Why does the narrator protect Charlie? Originally, their relationship resolved around drawing comic books, but I pulled away from that. I didn’t think it was an interesting subject—particularly because I knew little about it. They might just be friends, like school boys are friends, just because they sat next to each other in a class. They were friends when they were younger, but have grown apart since. What’s up with the gangster discussion? I have no idea where that came from, but it makes Charlie into a more dangerous character.
The narrator moved away from Brooklyn and is now living in Long Island, or some other suburb, and he wants to reconnect to his neighborhood. He’s the type when people ask him where he’s from, he’ll always say Brooklyn, even though he moved away when he was ten. That should come out.

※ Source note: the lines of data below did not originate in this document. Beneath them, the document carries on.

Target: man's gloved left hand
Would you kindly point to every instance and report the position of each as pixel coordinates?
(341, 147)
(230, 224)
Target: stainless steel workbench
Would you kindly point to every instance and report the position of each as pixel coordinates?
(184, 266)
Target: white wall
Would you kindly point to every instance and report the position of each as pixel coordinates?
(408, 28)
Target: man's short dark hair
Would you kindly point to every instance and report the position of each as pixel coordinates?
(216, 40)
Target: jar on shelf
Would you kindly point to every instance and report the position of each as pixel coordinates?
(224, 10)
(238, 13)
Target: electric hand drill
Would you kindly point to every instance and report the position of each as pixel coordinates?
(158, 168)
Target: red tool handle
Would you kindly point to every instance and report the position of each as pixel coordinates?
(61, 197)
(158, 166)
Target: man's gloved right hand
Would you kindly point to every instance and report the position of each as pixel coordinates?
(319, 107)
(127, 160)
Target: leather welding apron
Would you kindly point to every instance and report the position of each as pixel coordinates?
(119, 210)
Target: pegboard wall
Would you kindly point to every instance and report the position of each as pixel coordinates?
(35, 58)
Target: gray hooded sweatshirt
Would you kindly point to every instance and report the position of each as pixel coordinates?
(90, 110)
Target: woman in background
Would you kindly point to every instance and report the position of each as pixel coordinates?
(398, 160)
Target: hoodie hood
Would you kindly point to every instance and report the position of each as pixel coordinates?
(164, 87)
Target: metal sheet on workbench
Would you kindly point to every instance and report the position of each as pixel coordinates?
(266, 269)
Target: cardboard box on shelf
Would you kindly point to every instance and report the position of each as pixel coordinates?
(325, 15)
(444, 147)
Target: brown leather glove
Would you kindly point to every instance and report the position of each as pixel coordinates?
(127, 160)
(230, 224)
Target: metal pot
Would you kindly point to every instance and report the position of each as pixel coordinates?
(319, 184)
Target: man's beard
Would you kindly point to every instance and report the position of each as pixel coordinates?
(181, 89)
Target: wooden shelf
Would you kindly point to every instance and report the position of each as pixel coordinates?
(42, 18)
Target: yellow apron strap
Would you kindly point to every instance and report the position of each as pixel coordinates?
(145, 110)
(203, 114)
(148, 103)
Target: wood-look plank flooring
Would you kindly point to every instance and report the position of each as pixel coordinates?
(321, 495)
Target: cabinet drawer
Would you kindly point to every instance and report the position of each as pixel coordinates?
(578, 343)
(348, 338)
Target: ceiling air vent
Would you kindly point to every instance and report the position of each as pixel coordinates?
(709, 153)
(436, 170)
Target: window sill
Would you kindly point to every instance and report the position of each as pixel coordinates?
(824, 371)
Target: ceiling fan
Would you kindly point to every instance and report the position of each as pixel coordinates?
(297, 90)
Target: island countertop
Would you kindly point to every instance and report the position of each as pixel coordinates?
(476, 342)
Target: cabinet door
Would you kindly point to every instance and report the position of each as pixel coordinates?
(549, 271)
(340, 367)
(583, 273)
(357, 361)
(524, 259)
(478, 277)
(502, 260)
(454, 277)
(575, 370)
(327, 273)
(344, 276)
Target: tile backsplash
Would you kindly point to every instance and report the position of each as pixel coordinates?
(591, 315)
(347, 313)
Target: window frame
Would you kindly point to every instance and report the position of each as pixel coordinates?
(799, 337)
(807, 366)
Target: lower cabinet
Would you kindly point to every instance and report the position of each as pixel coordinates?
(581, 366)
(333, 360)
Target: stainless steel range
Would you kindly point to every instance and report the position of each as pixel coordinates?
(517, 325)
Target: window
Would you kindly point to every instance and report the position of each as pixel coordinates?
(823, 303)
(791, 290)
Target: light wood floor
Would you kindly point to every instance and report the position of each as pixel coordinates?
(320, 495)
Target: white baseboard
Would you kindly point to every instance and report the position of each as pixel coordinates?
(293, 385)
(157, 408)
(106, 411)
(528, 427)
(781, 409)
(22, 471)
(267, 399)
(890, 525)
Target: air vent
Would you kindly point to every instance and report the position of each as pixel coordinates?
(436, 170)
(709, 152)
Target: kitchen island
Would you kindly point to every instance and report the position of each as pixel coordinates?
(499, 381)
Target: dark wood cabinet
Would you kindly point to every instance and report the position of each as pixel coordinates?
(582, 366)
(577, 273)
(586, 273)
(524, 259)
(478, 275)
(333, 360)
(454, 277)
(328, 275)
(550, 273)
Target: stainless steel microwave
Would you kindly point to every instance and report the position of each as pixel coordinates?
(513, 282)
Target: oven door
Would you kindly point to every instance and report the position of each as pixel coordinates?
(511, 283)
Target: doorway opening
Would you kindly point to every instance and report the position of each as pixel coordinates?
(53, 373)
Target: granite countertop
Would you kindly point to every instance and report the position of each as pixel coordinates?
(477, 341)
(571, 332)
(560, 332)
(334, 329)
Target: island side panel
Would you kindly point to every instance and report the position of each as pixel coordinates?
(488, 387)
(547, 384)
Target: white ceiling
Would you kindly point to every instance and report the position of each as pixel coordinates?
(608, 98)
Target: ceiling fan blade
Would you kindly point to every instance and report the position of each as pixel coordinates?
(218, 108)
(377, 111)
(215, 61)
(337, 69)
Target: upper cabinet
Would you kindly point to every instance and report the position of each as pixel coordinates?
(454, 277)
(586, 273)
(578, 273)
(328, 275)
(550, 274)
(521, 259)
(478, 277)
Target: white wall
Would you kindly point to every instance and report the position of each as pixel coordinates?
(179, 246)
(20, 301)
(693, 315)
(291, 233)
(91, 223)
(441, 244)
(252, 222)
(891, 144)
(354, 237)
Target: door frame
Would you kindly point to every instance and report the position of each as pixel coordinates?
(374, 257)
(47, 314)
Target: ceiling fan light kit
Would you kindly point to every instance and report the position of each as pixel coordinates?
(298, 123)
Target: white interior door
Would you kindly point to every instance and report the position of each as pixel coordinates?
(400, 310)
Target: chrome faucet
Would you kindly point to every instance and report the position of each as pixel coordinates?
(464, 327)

After editing the first two pages with the above in mind, I came to the first major scene: the crossbow. I need to figure out what happens between Roger, Charlie, and the narrator. As written now, the narrator hides while Roger and Charlie play. I did that mostly just to get the narrator out of the way so Roger could shoot Charlie, without pissing off the narrator. But it makes the narrator seem scared, when I wanted Charlie to be nervous. I could have Roger just pulling out and showing the weapons to Charlie and the narrator—not playing ninja, as it’s now written, but just demonstrating them. Roger wouldn’t let them touch his weapons because he’s selfish (see his relationship with his parents). He pulls out the crossbow, loads it, and aims it in their general direction. This is where I can reveal some more aspects of Roger and Charlie’s characters. The action won’t be extreme (there won’t be lots of kicking and punching and stealing of sais like now), but it does make the narrator appear stronger.

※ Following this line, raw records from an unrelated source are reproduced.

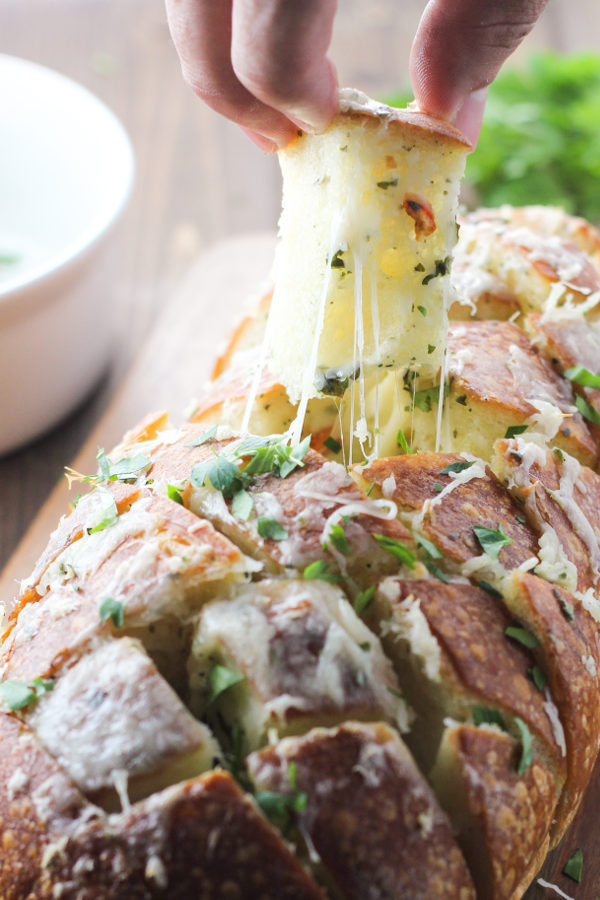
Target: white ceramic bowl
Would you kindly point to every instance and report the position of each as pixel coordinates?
(66, 170)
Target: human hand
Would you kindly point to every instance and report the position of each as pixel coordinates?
(458, 50)
(264, 64)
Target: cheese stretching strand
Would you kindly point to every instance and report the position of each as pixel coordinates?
(367, 230)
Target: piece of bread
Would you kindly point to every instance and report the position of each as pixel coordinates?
(247, 667)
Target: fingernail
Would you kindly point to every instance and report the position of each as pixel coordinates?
(261, 141)
(469, 116)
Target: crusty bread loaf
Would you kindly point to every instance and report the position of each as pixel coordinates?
(242, 668)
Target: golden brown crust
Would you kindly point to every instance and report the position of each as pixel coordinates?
(503, 371)
(482, 501)
(503, 817)
(370, 815)
(569, 654)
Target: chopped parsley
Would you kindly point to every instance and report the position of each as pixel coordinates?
(363, 600)
(458, 466)
(19, 694)
(566, 607)
(538, 677)
(331, 444)
(220, 678)
(522, 636)
(526, 757)
(581, 375)
(112, 609)
(573, 867)
(491, 540)
(397, 549)
(483, 715)
(337, 537)
(513, 430)
(588, 412)
(174, 493)
(319, 571)
(108, 511)
(270, 529)
(402, 442)
(242, 505)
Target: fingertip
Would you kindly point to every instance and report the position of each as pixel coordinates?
(469, 116)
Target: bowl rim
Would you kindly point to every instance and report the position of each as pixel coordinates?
(61, 260)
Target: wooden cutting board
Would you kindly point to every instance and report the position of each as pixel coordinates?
(169, 371)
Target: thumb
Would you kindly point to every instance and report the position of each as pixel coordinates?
(458, 50)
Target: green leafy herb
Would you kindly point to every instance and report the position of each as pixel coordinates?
(204, 437)
(538, 677)
(573, 867)
(319, 571)
(222, 474)
(112, 609)
(337, 536)
(513, 430)
(19, 694)
(331, 444)
(566, 607)
(109, 512)
(363, 600)
(402, 442)
(270, 529)
(526, 757)
(522, 636)
(583, 376)
(486, 586)
(174, 493)
(442, 267)
(242, 505)
(457, 466)
(587, 411)
(491, 540)
(397, 549)
(482, 715)
(220, 678)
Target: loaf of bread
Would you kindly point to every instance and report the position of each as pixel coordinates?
(247, 667)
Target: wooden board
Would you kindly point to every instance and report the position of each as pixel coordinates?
(170, 370)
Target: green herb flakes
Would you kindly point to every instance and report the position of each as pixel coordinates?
(573, 867)
(458, 466)
(319, 571)
(526, 757)
(482, 715)
(220, 678)
(583, 377)
(174, 493)
(397, 549)
(331, 444)
(491, 540)
(363, 600)
(514, 430)
(522, 636)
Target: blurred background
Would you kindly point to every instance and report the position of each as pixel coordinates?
(199, 180)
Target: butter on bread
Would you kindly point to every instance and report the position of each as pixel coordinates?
(367, 229)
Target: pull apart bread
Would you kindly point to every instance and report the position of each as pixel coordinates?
(336, 635)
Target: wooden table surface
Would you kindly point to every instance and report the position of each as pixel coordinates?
(199, 180)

What happens after Roger shoots Charlie with the crossbow? Do they run out of the house? Why don’t they punch and kick and beat up Roger? That’s probably what they would do. They beat the shit out of Roger. And they leave it at that until Roger begins badmouthing Charlie. Why doesn’t he badmouth the narrator? And why is Charlie scared if he just beat up Roger—wouldn’t he just beat him up again? So many fucking holes! Would the narrator feel bad about beating up Roger? At the end, they’d probably run out of the house avoiding Roger’s parents, as it ends now. If they do beat up Roger, then he has the impetus for taking karate lessons—besides his obvious love of the ninja. The problem with that is then the final fight would be between Roger, and Charlie and the narrator, not just Charlie. What happens if the narrator isn’t in the house with Roger and Charlie when the crossbow incident takes place? I’d have to introduce Eddie back into the story, and have him tell the story. So? No. I like the other details that would only come out if the narrator were present. Maybe the narrator steps out of the room—e.g., going to the bathroom—when the shot takes place. That way, the narrator bumps into Charlie as Charlie runs out of the house. Does Charlie beat up Roger? Either way.
I drove home, hoping that the drive would allow me to give it some more thought. Except for flying through a stop sign when I was deep in thought (luckily there was no one around me—and I’ve never, ever done that before), I didn’t come up with much. I decided on the easy route: just have Charlie get shot and then leave. Let me get back to that now.